TNO2024

The crater size-frequency distributions (SFDs) for small bodies (asteroids, Kuiper belt objects, and small moons) offer a unique view into impactor populations and surface processes, both of which have the potential to reveal information about the bodies' history. Collisional evolution models for small impactors predict a collisional equilibrium differential slope of $q\sim -3.5$ (cumulative $q\sim -2.5$) (Bottke et al 2005). However, crater populations on many bodies have SFD slopes that diverge from this slope. Our findings show initial results for the analysis of nine small bodies, which we found all had a slope much shallower than the canonical value of $q=-3$ or -3.5, often closer to -2 or even shallower. Previously the shallow slope on asteroids was considered mostly an effect of small craters being erased post-formation, and not a reflection of the impactor population.
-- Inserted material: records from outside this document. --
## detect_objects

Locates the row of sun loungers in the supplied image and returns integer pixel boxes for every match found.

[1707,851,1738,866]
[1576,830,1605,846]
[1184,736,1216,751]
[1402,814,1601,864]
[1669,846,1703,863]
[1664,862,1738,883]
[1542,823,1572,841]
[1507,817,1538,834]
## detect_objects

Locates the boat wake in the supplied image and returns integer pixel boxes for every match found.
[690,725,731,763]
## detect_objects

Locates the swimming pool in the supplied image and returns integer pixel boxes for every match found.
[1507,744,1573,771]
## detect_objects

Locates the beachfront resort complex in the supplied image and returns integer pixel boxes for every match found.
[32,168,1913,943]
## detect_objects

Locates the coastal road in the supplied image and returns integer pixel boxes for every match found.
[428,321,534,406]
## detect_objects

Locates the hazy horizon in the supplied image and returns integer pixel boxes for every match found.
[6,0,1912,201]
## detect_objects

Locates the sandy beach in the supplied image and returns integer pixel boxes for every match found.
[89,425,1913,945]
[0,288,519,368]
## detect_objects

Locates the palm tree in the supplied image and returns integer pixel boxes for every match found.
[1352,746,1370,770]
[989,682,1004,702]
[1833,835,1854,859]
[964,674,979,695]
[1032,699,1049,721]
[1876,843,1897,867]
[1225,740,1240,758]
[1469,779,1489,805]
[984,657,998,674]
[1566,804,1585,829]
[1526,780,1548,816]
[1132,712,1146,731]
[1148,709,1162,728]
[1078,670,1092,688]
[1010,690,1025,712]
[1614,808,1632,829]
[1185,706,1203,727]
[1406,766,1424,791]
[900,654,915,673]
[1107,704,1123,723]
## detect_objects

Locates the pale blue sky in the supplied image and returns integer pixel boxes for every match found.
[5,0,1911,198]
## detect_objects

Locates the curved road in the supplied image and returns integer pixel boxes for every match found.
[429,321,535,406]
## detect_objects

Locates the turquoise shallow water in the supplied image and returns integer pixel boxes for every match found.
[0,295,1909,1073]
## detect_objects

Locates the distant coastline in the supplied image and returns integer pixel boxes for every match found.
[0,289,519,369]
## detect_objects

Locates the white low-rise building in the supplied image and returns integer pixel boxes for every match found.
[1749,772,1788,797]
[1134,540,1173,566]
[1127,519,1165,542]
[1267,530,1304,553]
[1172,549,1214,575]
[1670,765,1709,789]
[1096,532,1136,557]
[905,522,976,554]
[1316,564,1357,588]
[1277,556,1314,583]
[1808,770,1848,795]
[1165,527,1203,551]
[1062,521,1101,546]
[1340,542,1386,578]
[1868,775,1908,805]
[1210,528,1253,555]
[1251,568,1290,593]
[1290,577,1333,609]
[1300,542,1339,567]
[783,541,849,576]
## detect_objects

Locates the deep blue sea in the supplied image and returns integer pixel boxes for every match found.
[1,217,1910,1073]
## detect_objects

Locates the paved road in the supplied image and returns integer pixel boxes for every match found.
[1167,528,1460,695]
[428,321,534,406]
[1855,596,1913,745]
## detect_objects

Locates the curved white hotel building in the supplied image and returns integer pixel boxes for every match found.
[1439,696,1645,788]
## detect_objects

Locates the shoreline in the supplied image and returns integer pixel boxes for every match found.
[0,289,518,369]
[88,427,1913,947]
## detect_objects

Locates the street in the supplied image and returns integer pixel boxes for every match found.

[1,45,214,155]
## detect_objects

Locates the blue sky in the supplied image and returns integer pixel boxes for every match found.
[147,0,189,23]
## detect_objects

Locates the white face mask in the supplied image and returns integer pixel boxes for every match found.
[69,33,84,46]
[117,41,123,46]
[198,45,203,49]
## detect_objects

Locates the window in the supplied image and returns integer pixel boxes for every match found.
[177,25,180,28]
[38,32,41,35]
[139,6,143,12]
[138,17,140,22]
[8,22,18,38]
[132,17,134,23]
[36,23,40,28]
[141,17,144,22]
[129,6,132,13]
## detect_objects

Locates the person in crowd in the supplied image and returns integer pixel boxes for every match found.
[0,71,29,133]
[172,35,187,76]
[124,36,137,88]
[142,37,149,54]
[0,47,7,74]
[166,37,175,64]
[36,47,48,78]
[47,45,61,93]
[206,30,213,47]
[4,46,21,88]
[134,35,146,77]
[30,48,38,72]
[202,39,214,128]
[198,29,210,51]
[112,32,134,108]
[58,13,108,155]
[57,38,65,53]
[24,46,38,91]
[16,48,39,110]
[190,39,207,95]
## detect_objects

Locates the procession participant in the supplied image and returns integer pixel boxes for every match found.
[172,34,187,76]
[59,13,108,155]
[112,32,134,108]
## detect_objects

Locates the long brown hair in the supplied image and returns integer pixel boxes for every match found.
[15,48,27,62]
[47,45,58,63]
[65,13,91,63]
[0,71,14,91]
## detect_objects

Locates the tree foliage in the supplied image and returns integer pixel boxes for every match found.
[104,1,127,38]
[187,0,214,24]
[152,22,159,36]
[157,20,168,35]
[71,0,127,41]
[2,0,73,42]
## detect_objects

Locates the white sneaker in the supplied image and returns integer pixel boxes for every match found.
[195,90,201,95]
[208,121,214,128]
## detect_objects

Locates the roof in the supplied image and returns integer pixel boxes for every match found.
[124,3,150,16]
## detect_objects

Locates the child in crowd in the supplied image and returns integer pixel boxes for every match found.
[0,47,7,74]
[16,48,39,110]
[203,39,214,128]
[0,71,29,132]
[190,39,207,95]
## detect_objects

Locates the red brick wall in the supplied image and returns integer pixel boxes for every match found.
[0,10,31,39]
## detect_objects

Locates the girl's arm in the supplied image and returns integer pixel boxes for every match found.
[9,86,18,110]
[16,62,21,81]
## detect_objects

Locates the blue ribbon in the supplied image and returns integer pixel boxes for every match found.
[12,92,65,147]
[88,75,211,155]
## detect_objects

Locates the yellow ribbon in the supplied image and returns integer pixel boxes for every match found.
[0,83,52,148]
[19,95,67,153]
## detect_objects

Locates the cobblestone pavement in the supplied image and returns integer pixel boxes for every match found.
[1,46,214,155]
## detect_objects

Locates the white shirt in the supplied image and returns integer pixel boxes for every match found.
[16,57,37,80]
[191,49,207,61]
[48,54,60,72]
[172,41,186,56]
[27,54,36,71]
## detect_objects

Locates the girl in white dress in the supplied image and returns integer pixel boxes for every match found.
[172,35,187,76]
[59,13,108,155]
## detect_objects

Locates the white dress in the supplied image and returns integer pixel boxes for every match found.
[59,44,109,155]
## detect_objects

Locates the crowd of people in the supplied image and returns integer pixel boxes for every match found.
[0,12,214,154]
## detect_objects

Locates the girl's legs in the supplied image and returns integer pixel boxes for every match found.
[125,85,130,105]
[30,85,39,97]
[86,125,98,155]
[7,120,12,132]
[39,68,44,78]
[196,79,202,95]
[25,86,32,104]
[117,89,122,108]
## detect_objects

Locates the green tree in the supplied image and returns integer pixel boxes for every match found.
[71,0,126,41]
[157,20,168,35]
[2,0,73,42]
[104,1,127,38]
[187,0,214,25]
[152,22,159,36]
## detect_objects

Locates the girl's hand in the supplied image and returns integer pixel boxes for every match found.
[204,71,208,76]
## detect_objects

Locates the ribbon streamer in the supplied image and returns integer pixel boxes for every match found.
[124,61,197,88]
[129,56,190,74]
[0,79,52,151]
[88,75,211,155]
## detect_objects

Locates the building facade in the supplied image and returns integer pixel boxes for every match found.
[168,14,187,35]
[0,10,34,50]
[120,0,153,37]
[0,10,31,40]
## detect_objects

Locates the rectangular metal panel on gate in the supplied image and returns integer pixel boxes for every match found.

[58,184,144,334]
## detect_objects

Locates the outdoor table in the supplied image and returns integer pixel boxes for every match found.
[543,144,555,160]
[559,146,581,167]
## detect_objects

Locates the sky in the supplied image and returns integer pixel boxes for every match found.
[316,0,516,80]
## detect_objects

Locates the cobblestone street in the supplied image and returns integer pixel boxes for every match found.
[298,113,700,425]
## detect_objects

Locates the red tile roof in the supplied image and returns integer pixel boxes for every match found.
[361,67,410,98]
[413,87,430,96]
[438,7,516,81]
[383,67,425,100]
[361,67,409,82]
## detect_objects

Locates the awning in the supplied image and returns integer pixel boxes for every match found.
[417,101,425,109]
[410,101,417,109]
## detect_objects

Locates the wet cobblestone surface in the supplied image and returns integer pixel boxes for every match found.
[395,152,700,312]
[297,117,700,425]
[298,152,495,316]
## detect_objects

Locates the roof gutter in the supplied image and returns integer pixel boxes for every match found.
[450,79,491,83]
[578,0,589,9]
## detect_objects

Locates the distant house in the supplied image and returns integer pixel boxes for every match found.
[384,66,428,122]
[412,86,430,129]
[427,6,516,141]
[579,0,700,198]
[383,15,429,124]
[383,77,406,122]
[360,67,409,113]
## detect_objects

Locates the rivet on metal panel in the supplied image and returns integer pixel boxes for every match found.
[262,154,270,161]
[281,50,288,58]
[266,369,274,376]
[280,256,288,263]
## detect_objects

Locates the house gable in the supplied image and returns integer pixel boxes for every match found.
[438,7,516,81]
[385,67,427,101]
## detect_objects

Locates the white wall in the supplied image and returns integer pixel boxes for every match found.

The shallow SFD slopes found on outer solar system bodies where no apparent erasure has occurred (e.g., Arrokoth and Charon) motivate revisiting this topic. This analysis will be pushed further to encompass all available small bodies with images of high enough resolution to determine the presence, or absence, of small craters. The composition, interior structure and porosity, age, migration history, location, size, and image resolution available for these small bodies will all be considered along with their respective impact statistics. So far, a sampling of these factors shows that all these bodies have an overall shallow SFD slope despite different sizes, compositions, interior structures, and locations in the solar system. We will consider the myriad of surface processes for small bodies that might alter their impact records (e.g., seismic shaking, spin-up/down, thermal processes, mass wasting, and landform evolution from continued cratering) as well as compare with the most up-to-date telescopic observations of extant small body populations.